God wants us to tell Him what’s going on in our lives. Our prayer lives should consist of more than one type of prayer. Traditionally, Catholic prayers fall into one of four types: adoration, contrition, petition, and thanksgiving. God doesn’t want robot followers though. He wants us to be real with Him. When you’re angry with God, it’s okay to tell Him. If there’s an obstacle in between you and God, talk about it with Him. Together you can overcome anything.
Lately, I’ve felt very distant from God. I recognize this is entirely my fault. Due to some trouble brewing at my home parish, I decided to leave and go somewhere else. Unfortunately for the most part I have failed to go elsewhere. I’ve let myself drift far from the God who loves me so much. I know where I want to go. I’ve found another parish, and some friends let me tag along there a couple of times. There are people I know there. The parish has a great priest, people I know, and it’s only 15 minutes away. I just need to go.
I haven’t because I’ve been depressed lately, and also I don’t trust God as much as I should. I’m afraid to jump to a new parish, even though I’m fairly certain everything will turn out better than I can imagine.
Authentic communication isn’t a magical cure for all of your life’s problems. I’m not saying that just telling God what’s wrong is going to magically fix everything. (Although I won’t rule out miracles)

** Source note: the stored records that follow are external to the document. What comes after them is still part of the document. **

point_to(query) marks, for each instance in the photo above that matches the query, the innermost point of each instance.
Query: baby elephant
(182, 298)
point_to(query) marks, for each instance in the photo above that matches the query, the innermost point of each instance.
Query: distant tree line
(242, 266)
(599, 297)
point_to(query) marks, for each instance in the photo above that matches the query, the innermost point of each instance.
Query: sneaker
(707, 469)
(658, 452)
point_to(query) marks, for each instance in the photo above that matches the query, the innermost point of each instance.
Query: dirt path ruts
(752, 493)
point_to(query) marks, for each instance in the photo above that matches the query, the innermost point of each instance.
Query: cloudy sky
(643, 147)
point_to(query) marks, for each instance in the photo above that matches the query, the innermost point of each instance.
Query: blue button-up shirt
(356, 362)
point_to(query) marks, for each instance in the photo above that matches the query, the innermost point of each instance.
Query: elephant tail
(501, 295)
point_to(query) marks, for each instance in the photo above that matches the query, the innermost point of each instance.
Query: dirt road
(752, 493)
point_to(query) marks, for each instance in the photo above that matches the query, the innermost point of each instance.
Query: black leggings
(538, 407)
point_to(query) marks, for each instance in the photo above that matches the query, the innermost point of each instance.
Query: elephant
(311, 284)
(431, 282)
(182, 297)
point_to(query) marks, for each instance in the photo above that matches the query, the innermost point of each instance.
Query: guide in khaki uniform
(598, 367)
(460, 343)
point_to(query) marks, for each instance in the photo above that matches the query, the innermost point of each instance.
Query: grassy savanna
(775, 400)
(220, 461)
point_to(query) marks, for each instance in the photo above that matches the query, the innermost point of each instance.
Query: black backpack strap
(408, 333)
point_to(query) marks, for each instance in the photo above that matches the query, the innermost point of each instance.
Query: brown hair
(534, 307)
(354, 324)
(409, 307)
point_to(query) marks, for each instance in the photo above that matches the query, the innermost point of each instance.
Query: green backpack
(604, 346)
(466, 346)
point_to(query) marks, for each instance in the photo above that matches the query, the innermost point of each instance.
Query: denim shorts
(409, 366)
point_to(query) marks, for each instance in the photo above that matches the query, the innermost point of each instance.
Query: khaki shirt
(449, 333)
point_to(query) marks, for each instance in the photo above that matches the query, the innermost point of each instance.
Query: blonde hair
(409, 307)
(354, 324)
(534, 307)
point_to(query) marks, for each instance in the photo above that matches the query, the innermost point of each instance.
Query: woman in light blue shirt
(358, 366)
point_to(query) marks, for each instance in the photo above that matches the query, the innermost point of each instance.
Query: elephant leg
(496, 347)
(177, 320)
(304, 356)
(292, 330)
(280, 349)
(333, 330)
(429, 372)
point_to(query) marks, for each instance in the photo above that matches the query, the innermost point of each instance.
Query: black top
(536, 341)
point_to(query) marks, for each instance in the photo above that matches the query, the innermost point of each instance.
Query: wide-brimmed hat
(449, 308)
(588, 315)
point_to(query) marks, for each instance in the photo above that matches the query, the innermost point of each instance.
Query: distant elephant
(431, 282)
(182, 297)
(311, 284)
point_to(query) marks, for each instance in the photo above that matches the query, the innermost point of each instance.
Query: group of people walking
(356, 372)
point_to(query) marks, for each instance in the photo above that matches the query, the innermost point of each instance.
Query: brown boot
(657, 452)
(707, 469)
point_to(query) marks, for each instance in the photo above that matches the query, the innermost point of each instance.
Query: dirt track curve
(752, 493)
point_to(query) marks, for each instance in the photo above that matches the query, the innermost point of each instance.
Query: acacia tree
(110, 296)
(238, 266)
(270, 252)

Authentic communication is just vital to any relationship, and what other relationship could be more important than the one we have with God? I encourage you brothers and sisters to just be real with God. Whatever is going on in your life, you can talk to Him about it. It’s better than just pretending things are fine or avoiding certain topics. God is a gentleman and won’t force you to do things or talk about things you don’t want to talk about. In the end it’s up to you. Sometimes it’s hard to pick the better choice.